To be honest, I was not in Paris during the attacks.  I had left that afternoon on a flight back to Canada after having toured WWI and WWII sites connected to the Canadian war effort over a period of two weeks.  But had I still been there I am pretty sure I would not have scrambled to get the hell out of France in the immediate aftermath of the killings.  You see, I am of the opinion that one of the safest places to be was in fact Paris the day after so much death and destruction.

Sound weird?  Not really.  Even if more plots and plans were afoot by other members of the terrorist cell responsible for the Friday night carnage, there were so many French police and military on the streets that I would have felt very, very secure.

This is probably counter-intuitive to most people but it also reflects an erroneous way of looking at risk.  Terrorism threat levels rise in the days, weeks and months BEFORE an attack, not normally after.  Furthermore, the risk level is determined by what we know, not what has just taken place.  And what we know is usually determined in large part by intelligence.
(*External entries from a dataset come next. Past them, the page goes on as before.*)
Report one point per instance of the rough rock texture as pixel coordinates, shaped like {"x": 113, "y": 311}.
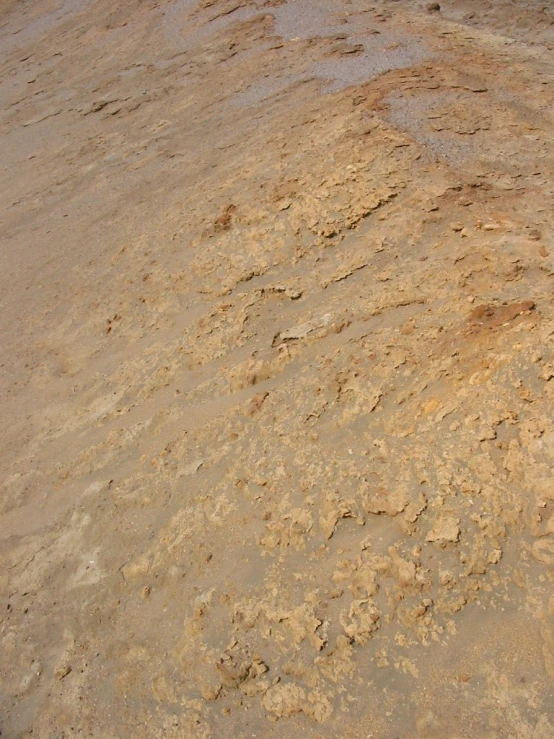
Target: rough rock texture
{"x": 277, "y": 369}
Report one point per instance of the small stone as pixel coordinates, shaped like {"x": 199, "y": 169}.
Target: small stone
{"x": 445, "y": 530}
{"x": 62, "y": 672}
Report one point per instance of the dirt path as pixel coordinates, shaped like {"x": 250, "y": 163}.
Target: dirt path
{"x": 277, "y": 373}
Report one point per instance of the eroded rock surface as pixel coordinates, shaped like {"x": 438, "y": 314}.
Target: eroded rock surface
{"x": 277, "y": 369}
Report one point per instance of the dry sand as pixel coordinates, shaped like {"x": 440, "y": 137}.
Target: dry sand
{"x": 277, "y": 370}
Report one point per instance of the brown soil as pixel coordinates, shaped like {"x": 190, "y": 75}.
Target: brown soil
{"x": 277, "y": 369}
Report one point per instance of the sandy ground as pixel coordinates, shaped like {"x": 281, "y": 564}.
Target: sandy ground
{"x": 277, "y": 376}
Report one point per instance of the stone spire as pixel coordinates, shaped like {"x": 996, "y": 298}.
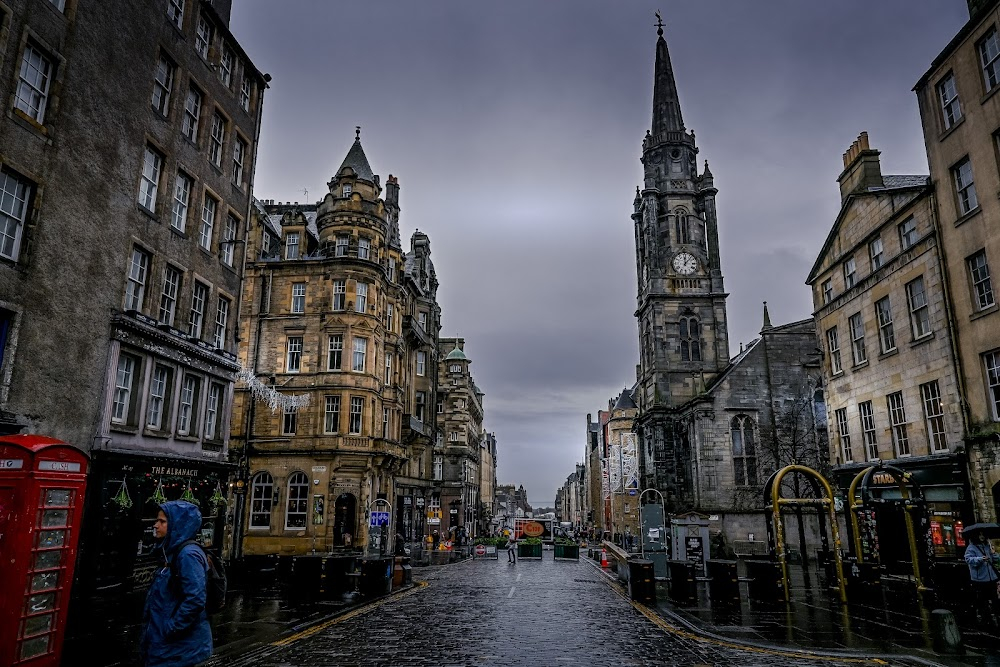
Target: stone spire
{"x": 666, "y": 105}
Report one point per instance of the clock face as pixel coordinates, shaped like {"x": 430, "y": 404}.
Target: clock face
{"x": 685, "y": 263}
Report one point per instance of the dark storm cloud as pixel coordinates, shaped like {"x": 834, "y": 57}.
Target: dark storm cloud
{"x": 515, "y": 129}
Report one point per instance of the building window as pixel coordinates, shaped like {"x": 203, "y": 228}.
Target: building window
{"x": 212, "y": 411}
{"x": 289, "y": 419}
{"x": 951, "y": 108}
{"x": 965, "y": 188}
{"x": 168, "y": 297}
{"x": 361, "y": 292}
{"x": 335, "y": 351}
{"x": 844, "y": 433}
{"x": 163, "y": 84}
{"x": 175, "y": 12}
{"x": 198, "y": 298}
{"x": 159, "y": 391}
{"x": 14, "y": 194}
{"x": 331, "y": 415}
{"x": 189, "y": 400}
{"x": 221, "y": 321}
{"x": 886, "y": 337}
{"x": 122, "y": 401}
{"x": 298, "y": 501}
{"x": 182, "y": 199}
{"x": 897, "y": 420}
{"x": 690, "y": 339}
{"x": 135, "y": 287}
{"x": 744, "y": 451}
{"x": 239, "y": 155}
{"x": 930, "y": 395}
{"x": 192, "y": 114}
{"x": 357, "y": 413}
{"x": 850, "y": 273}
{"x": 228, "y": 238}
{"x": 207, "y": 222}
{"x": 907, "y": 233}
{"x": 992, "y": 363}
{"x": 203, "y": 37}
{"x": 217, "y": 139}
{"x": 339, "y": 294}
{"x": 982, "y": 286}
{"x": 152, "y": 164}
{"x": 298, "y": 298}
{"x": 858, "y": 352}
{"x": 876, "y": 253}
{"x": 292, "y": 245}
{"x": 360, "y": 351}
{"x": 261, "y": 498}
{"x": 989, "y": 58}
{"x": 33, "y": 84}
{"x": 919, "y": 312}
{"x": 293, "y": 356}
{"x": 420, "y": 405}
{"x": 868, "y": 430}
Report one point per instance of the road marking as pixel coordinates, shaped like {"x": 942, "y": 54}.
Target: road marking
{"x": 319, "y": 627}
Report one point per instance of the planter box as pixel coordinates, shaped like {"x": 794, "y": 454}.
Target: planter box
{"x": 566, "y": 551}
{"x": 529, "y": 551}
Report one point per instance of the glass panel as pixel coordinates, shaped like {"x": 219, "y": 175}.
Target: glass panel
{"x": 48, "y": 539}
{"x": 58, "y": 497}
{"x": 41, "y": 602}
{"x": 44, "y": 581}
{"x": 35, "y": 647}
{"x": 38, "y": 624}
{"x": 54, "y": 518}
{"x": 46, "y": 560}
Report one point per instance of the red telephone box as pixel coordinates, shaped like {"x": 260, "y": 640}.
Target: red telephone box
{"x": 42, "y": 481}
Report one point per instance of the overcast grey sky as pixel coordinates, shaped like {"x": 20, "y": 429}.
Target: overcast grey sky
{"x": 515, "y": 130}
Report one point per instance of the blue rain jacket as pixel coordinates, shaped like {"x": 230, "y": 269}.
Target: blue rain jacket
{"x": 175, "y": 626}
{"x": 978, "y": 556}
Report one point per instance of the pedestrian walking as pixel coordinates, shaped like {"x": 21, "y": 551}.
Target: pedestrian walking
{"x": 984, "y": 569}
{"x": 175, "y": 630}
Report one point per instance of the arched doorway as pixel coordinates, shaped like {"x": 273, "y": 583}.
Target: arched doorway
{"x": 345, "y": 512}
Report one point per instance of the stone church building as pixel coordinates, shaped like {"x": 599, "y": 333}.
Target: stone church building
{"x": 711, "y": 429}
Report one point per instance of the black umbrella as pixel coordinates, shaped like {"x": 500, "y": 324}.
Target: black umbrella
{"x": 990, "y": 530}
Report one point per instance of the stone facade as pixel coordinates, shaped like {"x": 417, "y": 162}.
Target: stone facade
{"x": 960, "y": 113}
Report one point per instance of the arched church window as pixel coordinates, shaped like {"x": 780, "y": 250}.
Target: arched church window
{"x": 690, "y": 338}
{"x": 744, "y": 451}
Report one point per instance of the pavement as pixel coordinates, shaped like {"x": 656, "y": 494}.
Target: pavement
{"x": 487, "y": 612}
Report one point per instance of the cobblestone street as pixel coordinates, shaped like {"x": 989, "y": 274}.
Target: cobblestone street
{"x": 490, "y": 613}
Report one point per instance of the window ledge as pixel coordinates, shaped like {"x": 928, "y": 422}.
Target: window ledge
{"x": 968, "y": 216}
{"x": 989, "y": 310}
{"x": 944, "y": 135}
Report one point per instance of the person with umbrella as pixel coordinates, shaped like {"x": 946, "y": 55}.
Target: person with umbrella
{"x": 984, "y": 569}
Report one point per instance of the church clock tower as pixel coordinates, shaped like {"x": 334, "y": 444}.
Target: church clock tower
{"x": 681, "y": 310}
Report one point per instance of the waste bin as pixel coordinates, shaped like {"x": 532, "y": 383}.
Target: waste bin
{"x": 723, "y": 581}
{"x": 641, "y": 581}
{"x": 682, "y": 588}
{"x": 376, "y": 576}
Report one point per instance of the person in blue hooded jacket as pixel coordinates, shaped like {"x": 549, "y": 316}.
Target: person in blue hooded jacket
{"x": 175, "y": 629}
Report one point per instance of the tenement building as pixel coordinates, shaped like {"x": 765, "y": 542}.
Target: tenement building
{"x": 710, "y": 429}
{"x": 892, "y": 391}
{"x": 960, "y": 113}
{"x": 329, "y": 308}
{"x": 124, "y": 192}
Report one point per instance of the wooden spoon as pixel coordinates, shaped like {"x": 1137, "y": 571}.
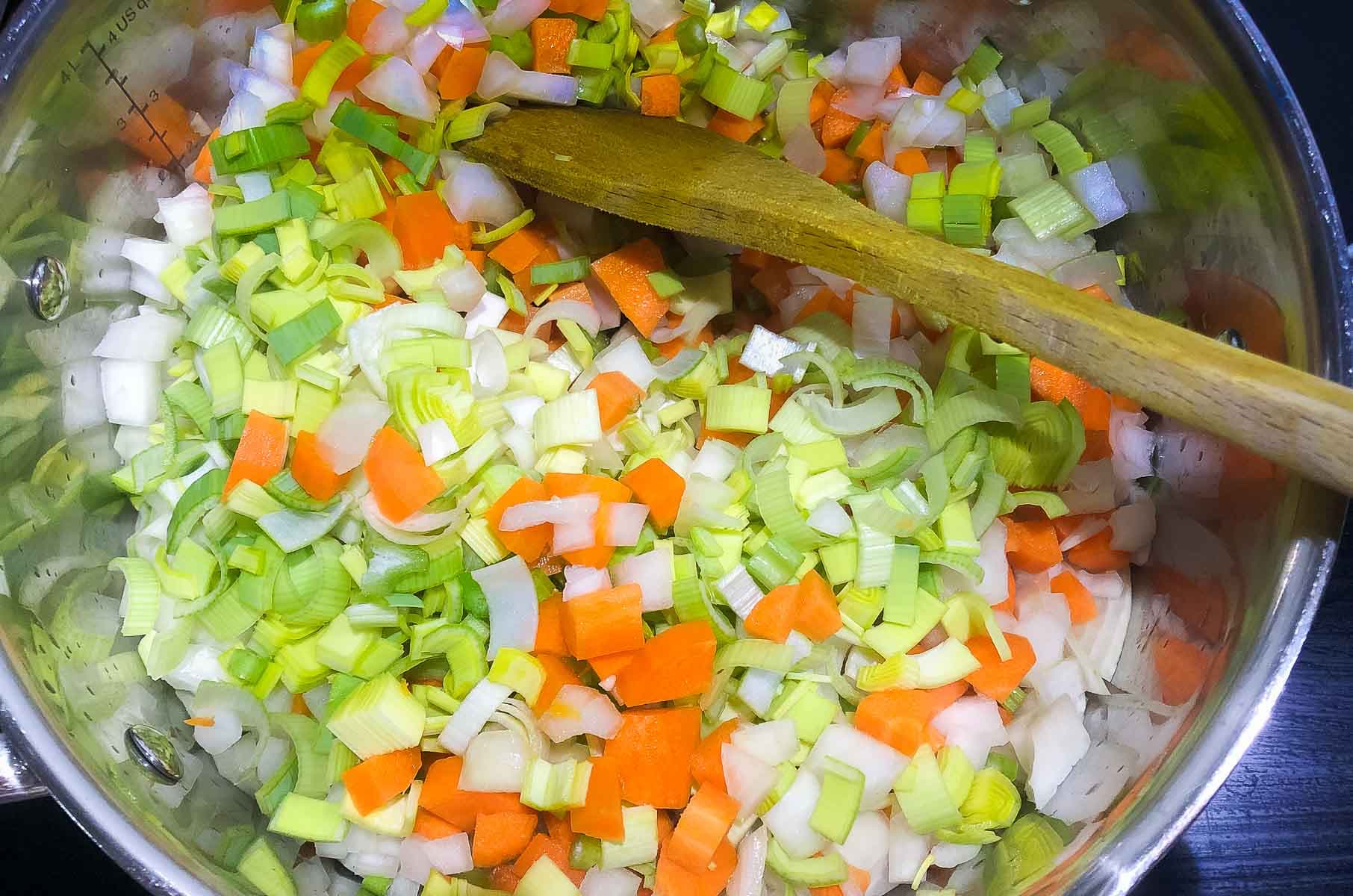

When Canada, for example, sets its terrorist alert scale it does so based on what CSIS, the RCMP and others tell the government (the actual threat level is made by the Integrated Terrorism Assessment Centre (ITAC), located within CSIS HQ but comprised of analysts from many different agencies).  In other words, it is intelligence driven.  It is not fear driven or influenced by public opinion.  It is more systematic than that.

And yet as humans we project the past onto the future.  Because something bad happened yesterday it is bound to happen tomorrow (or so we think).   Of course emotions come into play and there are few things that elicit stronger emotions than terrorism.  So we extrapolate.  This explains in part why the Edmonton school board suspended all international school trips after the November 2015 attacks.

Luckily, saner heads sometimes prevail.  Just last week Dutch police, thanks to some excellent work by the Netherlands security intelligence service – the AIVD – arrested seven men suspected of planning large scale attacks in the country.  In the wake of the arrests, the head of the AIVD stated that the threat level remained unchanged.  The Dutch have decided, correctly in my view, that in the absence of actual intelligence that other cells were active or on the verge of striking there is no need to raise the level, take special measures, and cause panic.  What the Dutch threat assessment agency NCTV actually wrote on its Web site is worth citing at length:

  • The jihadist threat has evolved over the past few months, but the threat level for the Netherlands remains at ‘substantial’ (level 4 on a scale of 1 to 5)…There are two key reasons why the threat level has been kept at ‘substantial’. Firstly, there are international jihadist networks operating in the Netherlands, some with links to ISIS or al Qa’ida, which still intend to mount attacks in Europe. The second reason is that the Dutch jihadist movement continues to pose a violent threat.Adherents of the movement are involved in planning attacks, but so far this has not led to a concrete threat.

For the Dutch the assessed danger is already fairly high (‘substantial’): there is no need to make it higher at this time.  By comparison, it is one level lower in Canada at medium (level 3 on a 5-point scale (“a terrorist attack could occur”).  Interestingly, that level has not changed since October 2014, the month we saw two attacks in three days (resulting in two deaths in addition to the killing of the perpetrators).  Our intelligence professionals did not lift the threat level in a knee-jerk way any more than the Dutch did.

A lot of thought and analysis goes into threat assessments.  We should let the professionals do these calculations and not give into fear and irrationality.  For if we do we allow the terrorists a kind of victory, no matter how small.  And I don’t think we want to do that.

 

By Phil Gurski

Phil Gurski is the President and CEO of Borealis Threat and Risk Consulting Ltd. Phil is a 32-year veteran of CSE and CSIS and the author of six books on terrorism.